18 de fev de 2008

:: Volts ::

Naquele dia, e ninguém até hoje sabe o porquê, nada funcionava.

Nem computadores, nem celulares, nem elevadores, nem carros, nem televisão: nada.

A certeza veio logo nas primeiras horas da manhã, quando, atrasados, já que os relógios pararam em plena madrugada em algum minuto entre as três e as quatro horas, foram todos para o banho: água fria, nenhuma luz.

Chegaram à calçada, e nela à certeza de que algo mais estranho acontecia: pessoas andando sem rumo, carros largados no meio das ruas, muita inquietação. Falando uns com os outros, souberam o que já sabemos: nada funcionava.

E aí, de repente, deram-se conta das pessoas com quem não falavam, da família que não viam há tempos (ainda que, em muitos casos, vivessem sob o mesmo teto), dos amigos que seguiram caminhos diferentes; tudo por causa de uma simples e imediata questão, ou seja, como é que estariam.

Claro, houve quem julgasse ser o fim do mundo. Quem julgasse ser invasão alienígena. Quem julgasse ser alguma coisa orquestrada pelos Estados Unidos. Quem julgasse qualquer coisa.

Pouco a pouco, foram se encontrando: os vizinhos, cujos nomes era o máximo que sabiam, parentes que viviam próximos e saíram uns à procura dos outros, e desconhecidos que, de repente, passaram a ter nome, e cor, e rosto, e passado, e, se houvesse para todos, também futuro.
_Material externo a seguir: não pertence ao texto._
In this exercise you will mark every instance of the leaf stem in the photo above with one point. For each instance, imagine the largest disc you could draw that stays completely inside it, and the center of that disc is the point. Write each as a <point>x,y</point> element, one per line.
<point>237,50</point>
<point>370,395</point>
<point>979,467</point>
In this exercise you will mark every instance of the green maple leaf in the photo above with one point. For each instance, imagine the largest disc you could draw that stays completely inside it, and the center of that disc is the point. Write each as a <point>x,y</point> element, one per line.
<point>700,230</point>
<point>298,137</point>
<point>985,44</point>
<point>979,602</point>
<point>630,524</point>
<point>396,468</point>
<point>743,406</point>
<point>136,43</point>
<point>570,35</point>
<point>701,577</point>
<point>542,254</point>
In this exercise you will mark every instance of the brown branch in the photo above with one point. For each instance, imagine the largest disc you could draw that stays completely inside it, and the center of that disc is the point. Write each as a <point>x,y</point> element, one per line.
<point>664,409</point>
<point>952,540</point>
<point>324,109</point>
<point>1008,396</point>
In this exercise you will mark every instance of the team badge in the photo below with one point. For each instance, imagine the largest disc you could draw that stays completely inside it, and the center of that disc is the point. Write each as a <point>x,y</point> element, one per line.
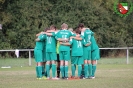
<point>123,9</point>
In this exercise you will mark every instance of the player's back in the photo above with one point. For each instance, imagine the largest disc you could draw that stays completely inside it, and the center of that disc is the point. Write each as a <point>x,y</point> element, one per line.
<point>64,34</point>
<point>51,43</point>
<point>40,44</point>
<point>77,47</point>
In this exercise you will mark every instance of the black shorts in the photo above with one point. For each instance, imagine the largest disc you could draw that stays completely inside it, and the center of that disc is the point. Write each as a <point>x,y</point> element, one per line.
<point>58,58</point>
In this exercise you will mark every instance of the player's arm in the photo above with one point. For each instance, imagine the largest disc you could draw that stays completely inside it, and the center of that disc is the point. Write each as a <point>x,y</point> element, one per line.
<point>37,39</point>
<point>85,43</point>
<point>66,43</point>
<point>39,34</point>
<point>88,44</point>
<point>76,37</point>
<point>61,39</point>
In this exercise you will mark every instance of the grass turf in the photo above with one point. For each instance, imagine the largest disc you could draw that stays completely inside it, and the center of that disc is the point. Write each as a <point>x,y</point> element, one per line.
<point>109,74</point>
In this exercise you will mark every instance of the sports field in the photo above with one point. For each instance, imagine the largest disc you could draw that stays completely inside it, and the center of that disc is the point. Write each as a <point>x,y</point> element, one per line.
<point>111,73</point>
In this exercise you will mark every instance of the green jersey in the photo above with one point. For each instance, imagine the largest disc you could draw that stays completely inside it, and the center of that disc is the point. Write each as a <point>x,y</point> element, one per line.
<point>64,34</point>
<point>77,47</point>
<point>40,44</point>
<point>87,36</point>
<point>51,43</point>
<point>94,45</point>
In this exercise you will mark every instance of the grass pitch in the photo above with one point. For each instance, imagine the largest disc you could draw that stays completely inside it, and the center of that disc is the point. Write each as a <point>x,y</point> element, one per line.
<point>109,74</point>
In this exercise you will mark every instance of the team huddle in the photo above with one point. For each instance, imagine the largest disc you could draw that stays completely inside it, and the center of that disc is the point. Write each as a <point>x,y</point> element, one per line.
<point>65,46</point>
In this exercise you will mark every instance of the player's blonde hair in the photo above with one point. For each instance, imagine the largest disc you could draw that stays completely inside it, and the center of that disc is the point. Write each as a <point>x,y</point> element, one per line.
<point>64,25</point>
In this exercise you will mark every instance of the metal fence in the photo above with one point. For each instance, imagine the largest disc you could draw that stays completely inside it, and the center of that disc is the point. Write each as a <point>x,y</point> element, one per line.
<point>124,48</point>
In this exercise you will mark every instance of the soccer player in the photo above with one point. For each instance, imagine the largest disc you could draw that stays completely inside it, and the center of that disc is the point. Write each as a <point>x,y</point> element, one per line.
<point>64,50</point>
<point>95,55</point>
<point>77,53</point>
<point>86,33</point>
<point>51,52</point>
<point>58,60</point>
<point>44,53</point>
<point>38,53</point>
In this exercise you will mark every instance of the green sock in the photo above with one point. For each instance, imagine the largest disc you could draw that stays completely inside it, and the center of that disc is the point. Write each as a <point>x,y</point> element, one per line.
<point>73,68</point>
<point>47,70</point>
<point>90,69</point>
<point>43,72</point>
<point>53,70</point>
<point>37,74</point>
<point>66,71</point>
<point>93,69</point>
<point>86,70</point>
<point>62,70</point>
<point>40,71</point>
<point>82,72</point>
<point>79,70</point>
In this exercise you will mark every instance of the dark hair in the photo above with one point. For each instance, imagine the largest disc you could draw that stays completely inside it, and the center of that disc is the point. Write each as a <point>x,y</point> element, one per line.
<point>77,31</point>
<point>53,26</point>
<point>81,25</point>
<point>46,29</point>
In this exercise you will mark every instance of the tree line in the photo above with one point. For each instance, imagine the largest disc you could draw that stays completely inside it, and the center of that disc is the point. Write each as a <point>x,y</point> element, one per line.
<point>22,19</point>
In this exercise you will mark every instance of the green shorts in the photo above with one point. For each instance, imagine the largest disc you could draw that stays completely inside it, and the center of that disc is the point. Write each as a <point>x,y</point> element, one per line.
<point>38,54</point>
<point>44,55</point>
<point>64,55</point>
<point>95,55</point>
<point>51,56</point>
<point>78,60</point>
<point>86,54</point>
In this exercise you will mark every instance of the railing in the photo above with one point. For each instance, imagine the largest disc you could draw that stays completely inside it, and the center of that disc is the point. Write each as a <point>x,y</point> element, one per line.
<point>126,48</point>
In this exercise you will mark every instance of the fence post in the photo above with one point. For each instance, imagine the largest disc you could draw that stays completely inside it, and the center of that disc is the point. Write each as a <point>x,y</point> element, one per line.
<point>127,55</point>
<point>29,58</point>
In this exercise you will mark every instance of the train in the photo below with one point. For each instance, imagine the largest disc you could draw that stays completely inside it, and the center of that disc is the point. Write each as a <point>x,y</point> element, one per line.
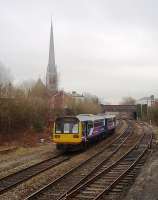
<point>76,132</point>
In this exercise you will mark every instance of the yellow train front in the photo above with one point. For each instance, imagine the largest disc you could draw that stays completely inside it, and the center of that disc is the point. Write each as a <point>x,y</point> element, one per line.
<point>72,133</point>
<point>67,133</point>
E como num chamado comum, foram caminhando em direção à praia, e conversaram sob um sol de verão que, misericordioso, poupava-os de um calor mais intenso.

Houve muitos sorrisos. Muitas lágrimas reconciliadoras. Apertos de mão e tudo o mais que, diante da incerteza do amanhecer de um dia seguinte, parecia o correto a fazer.

E assim, em um vermelho fulgurante, o sol escondeu-se no mar. E houve silêncios e suspiros.

Então, com os mesmos argumentos que justificaram sua parada, tudo voltou a funcionar: foram os postes das ruas que, silenciosos, deram o aviso.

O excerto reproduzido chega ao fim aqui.